防衛事業庁は1-3月期に張保皐(チャン・ボゴ)IIIバッチIIIのROCを決めた。ROCは兵器の性能範囲を決める段階だ。バッチは同じ種類で建造される艦艇のグループで、ローマ数字は性能改良順序だ。
◇弾道ミサイル10発の発射可能
張保皐IIIバッチIIIのROCによると、4000トン級原子力潜水艦として開発する計画だ。実際の重量は自重である軽荷トン数4000トンを大きく超え、貨物や人員をすべて乗せた満載トン数は5000トン以上になるものとみられる。また、10発ほどの潜水艦発射弾道ミサイル(SLBM)を搭載する。
張保皐IIIバッチI(3000トン)とバッチII(3600トン)はディーゼル・電気推進の在来式潜水艦だ。
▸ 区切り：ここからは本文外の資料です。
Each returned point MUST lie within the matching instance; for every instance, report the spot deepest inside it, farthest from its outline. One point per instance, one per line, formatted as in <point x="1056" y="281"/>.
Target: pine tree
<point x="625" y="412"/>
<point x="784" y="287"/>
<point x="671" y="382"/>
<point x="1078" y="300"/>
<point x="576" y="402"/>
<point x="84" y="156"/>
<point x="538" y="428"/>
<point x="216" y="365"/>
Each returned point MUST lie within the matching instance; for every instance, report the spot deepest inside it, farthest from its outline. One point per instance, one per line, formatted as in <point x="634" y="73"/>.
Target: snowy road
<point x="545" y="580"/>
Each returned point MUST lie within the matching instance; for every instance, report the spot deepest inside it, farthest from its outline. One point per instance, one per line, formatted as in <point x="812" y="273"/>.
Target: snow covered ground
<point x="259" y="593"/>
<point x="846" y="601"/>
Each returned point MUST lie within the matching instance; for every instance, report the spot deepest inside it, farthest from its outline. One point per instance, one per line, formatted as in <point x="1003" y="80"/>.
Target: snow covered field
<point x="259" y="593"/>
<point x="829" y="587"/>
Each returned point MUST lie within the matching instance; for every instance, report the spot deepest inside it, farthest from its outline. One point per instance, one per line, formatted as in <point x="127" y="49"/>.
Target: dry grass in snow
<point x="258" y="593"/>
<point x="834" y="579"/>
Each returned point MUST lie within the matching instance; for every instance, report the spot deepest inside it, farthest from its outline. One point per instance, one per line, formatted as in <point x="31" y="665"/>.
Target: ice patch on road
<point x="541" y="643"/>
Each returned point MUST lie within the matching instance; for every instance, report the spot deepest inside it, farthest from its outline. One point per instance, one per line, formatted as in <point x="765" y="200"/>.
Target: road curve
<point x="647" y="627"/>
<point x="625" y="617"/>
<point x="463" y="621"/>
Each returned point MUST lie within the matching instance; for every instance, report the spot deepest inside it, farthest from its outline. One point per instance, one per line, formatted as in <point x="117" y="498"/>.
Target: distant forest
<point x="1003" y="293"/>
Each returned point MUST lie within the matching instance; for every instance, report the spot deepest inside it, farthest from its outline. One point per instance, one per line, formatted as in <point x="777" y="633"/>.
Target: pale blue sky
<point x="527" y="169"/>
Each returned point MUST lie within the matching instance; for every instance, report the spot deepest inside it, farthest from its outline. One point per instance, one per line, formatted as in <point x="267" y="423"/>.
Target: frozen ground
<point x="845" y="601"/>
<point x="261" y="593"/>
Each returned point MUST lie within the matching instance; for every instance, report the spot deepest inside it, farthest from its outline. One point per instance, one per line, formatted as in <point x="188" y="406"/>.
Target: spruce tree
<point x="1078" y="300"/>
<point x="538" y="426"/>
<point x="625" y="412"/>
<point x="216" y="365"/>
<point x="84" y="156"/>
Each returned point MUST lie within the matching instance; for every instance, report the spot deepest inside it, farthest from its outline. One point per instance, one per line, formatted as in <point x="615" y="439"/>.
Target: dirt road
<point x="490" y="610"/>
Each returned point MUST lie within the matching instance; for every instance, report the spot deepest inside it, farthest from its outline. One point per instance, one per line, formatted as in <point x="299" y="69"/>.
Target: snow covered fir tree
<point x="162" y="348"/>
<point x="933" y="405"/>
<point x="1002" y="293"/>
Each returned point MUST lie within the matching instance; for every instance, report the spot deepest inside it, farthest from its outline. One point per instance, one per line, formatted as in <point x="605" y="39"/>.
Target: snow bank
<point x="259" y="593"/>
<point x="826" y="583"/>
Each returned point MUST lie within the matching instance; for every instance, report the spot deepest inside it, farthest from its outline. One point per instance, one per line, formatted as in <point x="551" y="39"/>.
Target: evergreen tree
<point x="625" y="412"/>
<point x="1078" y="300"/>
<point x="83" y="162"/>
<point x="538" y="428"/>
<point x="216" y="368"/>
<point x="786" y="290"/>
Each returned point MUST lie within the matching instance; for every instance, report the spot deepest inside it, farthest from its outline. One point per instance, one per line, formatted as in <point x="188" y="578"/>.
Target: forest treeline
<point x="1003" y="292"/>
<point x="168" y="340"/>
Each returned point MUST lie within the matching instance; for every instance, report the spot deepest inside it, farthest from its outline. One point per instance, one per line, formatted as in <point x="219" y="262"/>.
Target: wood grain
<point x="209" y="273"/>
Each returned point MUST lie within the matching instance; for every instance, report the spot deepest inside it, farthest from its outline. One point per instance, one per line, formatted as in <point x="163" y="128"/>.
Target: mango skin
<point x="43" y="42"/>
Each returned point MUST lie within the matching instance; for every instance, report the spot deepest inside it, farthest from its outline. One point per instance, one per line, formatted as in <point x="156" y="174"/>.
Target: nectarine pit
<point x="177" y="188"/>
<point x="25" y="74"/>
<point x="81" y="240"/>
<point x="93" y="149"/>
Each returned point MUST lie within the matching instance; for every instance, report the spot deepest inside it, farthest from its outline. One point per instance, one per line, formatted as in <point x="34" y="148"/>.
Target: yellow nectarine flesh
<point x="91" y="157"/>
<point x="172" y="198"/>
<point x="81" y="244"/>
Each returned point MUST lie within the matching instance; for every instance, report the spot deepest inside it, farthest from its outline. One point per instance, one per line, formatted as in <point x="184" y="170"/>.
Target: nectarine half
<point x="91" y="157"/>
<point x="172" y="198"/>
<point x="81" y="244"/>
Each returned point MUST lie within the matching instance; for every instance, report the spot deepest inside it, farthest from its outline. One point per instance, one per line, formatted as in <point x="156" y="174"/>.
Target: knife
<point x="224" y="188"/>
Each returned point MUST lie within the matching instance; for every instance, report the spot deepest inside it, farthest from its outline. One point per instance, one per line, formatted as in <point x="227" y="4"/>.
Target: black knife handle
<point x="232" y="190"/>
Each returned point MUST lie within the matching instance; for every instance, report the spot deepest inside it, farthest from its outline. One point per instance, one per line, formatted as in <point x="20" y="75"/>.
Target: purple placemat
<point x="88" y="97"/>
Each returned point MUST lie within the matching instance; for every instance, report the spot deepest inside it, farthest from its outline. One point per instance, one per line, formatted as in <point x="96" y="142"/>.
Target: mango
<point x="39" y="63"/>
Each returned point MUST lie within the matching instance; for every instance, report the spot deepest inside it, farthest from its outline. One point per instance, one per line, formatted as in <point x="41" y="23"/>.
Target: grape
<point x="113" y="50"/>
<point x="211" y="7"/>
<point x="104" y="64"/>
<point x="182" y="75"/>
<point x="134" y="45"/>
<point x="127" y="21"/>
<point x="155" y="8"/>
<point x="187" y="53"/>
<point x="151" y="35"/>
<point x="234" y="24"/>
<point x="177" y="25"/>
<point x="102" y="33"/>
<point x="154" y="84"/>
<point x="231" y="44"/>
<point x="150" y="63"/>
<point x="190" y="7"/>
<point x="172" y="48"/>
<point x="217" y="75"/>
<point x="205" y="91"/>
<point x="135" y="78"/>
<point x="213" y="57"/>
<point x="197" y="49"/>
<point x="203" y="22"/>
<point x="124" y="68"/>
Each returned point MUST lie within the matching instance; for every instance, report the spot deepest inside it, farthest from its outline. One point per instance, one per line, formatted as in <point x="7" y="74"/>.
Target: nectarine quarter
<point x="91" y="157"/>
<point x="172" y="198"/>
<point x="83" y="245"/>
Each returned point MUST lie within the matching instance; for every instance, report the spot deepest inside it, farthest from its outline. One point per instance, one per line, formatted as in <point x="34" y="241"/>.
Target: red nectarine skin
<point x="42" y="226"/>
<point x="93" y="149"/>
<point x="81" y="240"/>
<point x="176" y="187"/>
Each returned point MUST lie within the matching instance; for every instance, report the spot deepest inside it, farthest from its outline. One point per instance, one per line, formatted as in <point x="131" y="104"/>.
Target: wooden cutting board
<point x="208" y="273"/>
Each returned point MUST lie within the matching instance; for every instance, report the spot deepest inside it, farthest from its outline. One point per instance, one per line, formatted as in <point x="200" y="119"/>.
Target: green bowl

非大気依存推進システム(AIP)を備え、潜航時間が一般の潜水艦より長いが、原潜ほどではない。
北朝鮮や周辺国を相手にするには速いスピードで長時間作戦を遂行しなければならないため、張保皐IIIバッチIIIの推進方式は原子力が在来式より良いという判断が下されたという説明だ。
SLBMを搭載した原潜だが核兵器で武装しないため、張保皐IIIバッチIIIは戦略型原潜(SSBN)ではなく攻撃型原潜(SSN)に分類される。
昨年8月の2021~25年国防中期計画発表当時、国防部関係者は「バッチIIIは4000トン級。推進方式を現段階で話すのは適切でない」とだけ明らかにしていた。
関連事情をよく知る韓国政府消息筋は「文在寅政権で最も重要な兵器導入事業は軽空母と原潜。軽空母はうまく進んでいるが、原潜は敏感な事案のため水面下で進められている。昨年からうまく進んでおり現政権で締めくくれそうだ」と打ち明けた。
◇「文在寅政権で締めくくれる」
張保皐IIIバッチIIIの概略的な設計方向も描かれたという。ティアドロップ型船体とX型ラダー設計を採択する可能性が大きい。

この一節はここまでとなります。